We spend a good deal of time and energy over money. We earn it. We inherit it. We save it. We spend it. We invest it. We try to build up enough money to support our families and cover our retirement. There is nothing wrong with any of this as long as we remember that a day will come when we leave all of it behind.
Now if we were people without faith, our approach to money would be simple. We would have complete say over the use of our wealth. If we could accumulate enough money to bring us to a comfortable death, we could say, “I used my money the way I wanted to and now everything is over.” But we are people of faith. Because of this, the way we use our money is not entirely up to us. God has a claim on us. We are called to serve God.
Today’s gospel says that we cannot serve two masters. We cannot serve both God and mammon. Mammon is the biblical word for wealth. So, the saying tells us that we cannot serve both God and money. The deepest question, then, in today’s gospel is, “Who is our master?” Who will we serve, God or money? If we choose to serve God, what does God tell us about our finances? The answer to this question is found in today’s gospel, because over and over again Jesus uses the word “trustworthy.” We are told to be “trustworthy” about small things and large things, about what belongs to others and what belongs to us. Jesus uses the word “trustworthy” to make the point that the wealth we own is not really ours. It has been entrusted to us by God for God’s purposes. Now let’s just say up front that this approach to money is very different from the way we usually think about our finances. You will not receive this perspective from your banker or your financial planner or your stockbroker. In their view the money you have is yours, and you can do whatever you want with it. God is simply not in the picture.
But for us God is in the picture, and that means that God has claims on our bank account. Now what do you think God wants us to do with our money? You know the answer as well as I do. God wants us to share with those in need. God wants us to alleviate the sufferings of the poor. God wants us to use our resources to build a better world. These claims that God makes on our finances are not peripheral or incidental matters. It is not God saying, “Be generous. Give a little off the top. Write an extra check at Christmas.” What God wants from us is that his purposes become our purposes, that we see the wealth entrusted to us is used for God’s kingdom. Perhaps one who said this most bluntly is St. John Chrysostom. In one of his sermons he said, “Not to share what we have with the poor is to steal from them, because the good things we hold are not ours but theirs.” Our money belongs to the poor because it has been entrusted to us to be used not only for our good but for the benefit of others.
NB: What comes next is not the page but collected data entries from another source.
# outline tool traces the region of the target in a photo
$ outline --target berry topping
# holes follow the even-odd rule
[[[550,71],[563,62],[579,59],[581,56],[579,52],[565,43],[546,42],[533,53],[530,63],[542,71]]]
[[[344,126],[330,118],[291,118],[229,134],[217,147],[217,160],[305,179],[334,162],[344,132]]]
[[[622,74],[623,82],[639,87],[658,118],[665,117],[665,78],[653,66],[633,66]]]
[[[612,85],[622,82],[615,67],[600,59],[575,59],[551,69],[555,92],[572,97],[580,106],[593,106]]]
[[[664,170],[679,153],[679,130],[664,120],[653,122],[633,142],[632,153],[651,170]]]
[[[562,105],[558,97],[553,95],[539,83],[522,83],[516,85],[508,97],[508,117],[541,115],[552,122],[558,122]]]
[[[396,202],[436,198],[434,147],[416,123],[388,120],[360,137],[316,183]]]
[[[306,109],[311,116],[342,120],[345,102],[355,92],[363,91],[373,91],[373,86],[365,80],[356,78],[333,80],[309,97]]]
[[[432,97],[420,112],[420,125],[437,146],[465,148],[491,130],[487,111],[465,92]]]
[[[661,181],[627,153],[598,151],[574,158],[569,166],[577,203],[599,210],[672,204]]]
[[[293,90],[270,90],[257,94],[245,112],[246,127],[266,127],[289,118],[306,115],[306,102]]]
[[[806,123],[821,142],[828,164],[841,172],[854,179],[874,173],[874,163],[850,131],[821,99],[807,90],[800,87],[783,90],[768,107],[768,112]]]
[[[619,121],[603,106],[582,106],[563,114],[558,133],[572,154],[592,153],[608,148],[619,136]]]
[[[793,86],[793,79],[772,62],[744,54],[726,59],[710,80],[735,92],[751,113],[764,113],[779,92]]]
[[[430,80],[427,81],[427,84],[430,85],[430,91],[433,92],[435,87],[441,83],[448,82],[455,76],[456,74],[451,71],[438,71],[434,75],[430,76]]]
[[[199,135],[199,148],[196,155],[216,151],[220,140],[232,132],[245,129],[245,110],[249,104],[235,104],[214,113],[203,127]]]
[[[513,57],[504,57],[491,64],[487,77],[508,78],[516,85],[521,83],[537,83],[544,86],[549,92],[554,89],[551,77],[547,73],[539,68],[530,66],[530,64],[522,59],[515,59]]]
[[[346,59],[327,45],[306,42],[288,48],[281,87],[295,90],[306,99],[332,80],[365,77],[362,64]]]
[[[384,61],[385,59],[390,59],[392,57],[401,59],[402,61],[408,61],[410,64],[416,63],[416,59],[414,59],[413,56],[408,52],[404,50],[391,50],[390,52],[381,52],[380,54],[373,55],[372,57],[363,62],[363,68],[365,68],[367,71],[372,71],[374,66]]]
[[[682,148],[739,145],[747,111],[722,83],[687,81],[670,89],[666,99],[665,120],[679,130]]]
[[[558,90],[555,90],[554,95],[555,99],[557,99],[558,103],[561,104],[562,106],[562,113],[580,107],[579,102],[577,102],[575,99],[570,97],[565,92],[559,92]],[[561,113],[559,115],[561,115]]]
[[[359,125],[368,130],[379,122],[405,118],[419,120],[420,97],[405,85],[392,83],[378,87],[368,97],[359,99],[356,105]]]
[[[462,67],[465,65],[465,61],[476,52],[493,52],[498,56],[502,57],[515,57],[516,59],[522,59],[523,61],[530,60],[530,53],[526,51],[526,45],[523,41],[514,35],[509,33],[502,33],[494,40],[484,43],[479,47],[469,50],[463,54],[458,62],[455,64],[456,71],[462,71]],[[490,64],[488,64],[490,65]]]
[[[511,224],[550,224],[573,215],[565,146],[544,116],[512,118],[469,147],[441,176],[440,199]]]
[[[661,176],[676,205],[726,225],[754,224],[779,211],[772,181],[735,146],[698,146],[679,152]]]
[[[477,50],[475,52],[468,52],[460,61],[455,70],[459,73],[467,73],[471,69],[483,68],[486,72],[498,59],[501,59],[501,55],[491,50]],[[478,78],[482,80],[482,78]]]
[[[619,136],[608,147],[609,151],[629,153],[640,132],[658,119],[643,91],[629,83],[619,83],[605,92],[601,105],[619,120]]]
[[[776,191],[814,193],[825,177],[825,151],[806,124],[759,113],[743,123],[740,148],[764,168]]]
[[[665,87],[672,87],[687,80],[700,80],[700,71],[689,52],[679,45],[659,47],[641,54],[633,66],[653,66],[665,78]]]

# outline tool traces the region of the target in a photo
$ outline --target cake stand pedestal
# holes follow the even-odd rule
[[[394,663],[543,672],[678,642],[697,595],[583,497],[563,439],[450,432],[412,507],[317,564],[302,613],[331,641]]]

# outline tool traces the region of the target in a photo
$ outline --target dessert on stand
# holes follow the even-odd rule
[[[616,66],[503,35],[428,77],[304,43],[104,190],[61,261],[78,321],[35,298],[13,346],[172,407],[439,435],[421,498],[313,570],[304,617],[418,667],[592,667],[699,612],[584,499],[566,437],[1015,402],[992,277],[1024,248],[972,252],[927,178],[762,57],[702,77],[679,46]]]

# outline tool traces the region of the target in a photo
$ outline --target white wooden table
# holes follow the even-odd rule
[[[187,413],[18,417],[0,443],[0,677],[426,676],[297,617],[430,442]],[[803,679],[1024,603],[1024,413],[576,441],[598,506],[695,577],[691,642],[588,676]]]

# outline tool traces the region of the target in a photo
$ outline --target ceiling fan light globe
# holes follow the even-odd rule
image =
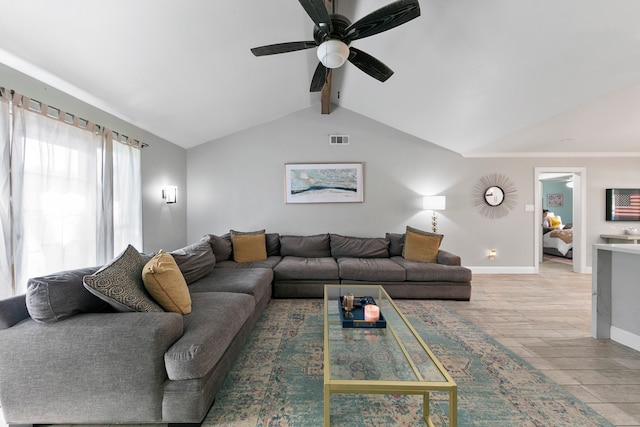
[[[318,46],[318,59],[327,68],[339,68],[349,58],[349,46],[340,40],[327,40]]]

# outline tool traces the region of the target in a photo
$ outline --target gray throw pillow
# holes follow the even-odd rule
[[[129,245],[100,270],[84,276],[84,287],[117,311],[163,312],[142,282],[145,264],[140,252]]]
[[[331,256],[329,234],[313,236],[280,236],[280,255],[301,258]]]
[[[227,261],[231,259],[233,252],[233,245],[231,244],[231,234],[227,233],[223,236],[216,236],[215,234],[205,234],[202,240],[206,240],[213,249],[213,254],[216,257],[216,262]]]
[[[103,311],[108,304],[87,291],[82,279],[100,267],[61,271],[27,282],[27,310],[38,322],[57,322],[79,313]]]
[[[404,233],[386,233],[384,238],[389,242],[389,256],[402,256]]]
[[[265,244],[267,245],[267,256],[280,255],[280,235],[278,233],[267,233]]]
[[[178,264],[187,285],[211,273],[216,265],[213,248],[206,240],[169,253]]]

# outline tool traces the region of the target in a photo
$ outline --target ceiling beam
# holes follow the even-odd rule
[[[329,107],[331,106],[331,76],[333,76],[333,70],[331,68],[328,69],[327,72],[327,80],[324,82],[324,86],[322,86],[322,91],[320,92],[320,104],[322,114],[329,114]]]

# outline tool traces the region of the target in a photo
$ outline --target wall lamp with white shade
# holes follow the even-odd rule
[[[438,217],[436,216],[436,211],[443,211],[446,206],[446,196],[424,196],[422,198],[422,209],[433,211],[431,226],[434,233],[438,231]]]
[[[162,189],[162,200],[168,204],[178,201],[178,187],[175,185],[167,185]]]

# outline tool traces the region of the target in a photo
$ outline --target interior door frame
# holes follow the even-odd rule
[[[587,274],[587,168],[576,166],[539,166],[534,168],[534,272],[540,268],[542,253],[542,182],[544,173],[572,173],[573,180],[573,271]]]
That then is the principle. It is a reminder to us that being Catholic is more than just saying prayers, avoiding sin, and coming to Mass on the weekends. Being Catholic involves our recognition that God has a claim on our resources, that all we own has been entrusted it to us. So I leave you with today with this reflection: How much wealth has God entrusted to me? How do I plan to use it for God’s purposes? It is an important question, one that we should take seriously, because the day will come when we leave all that we own behind, except of course those things which we have already chosen to give away.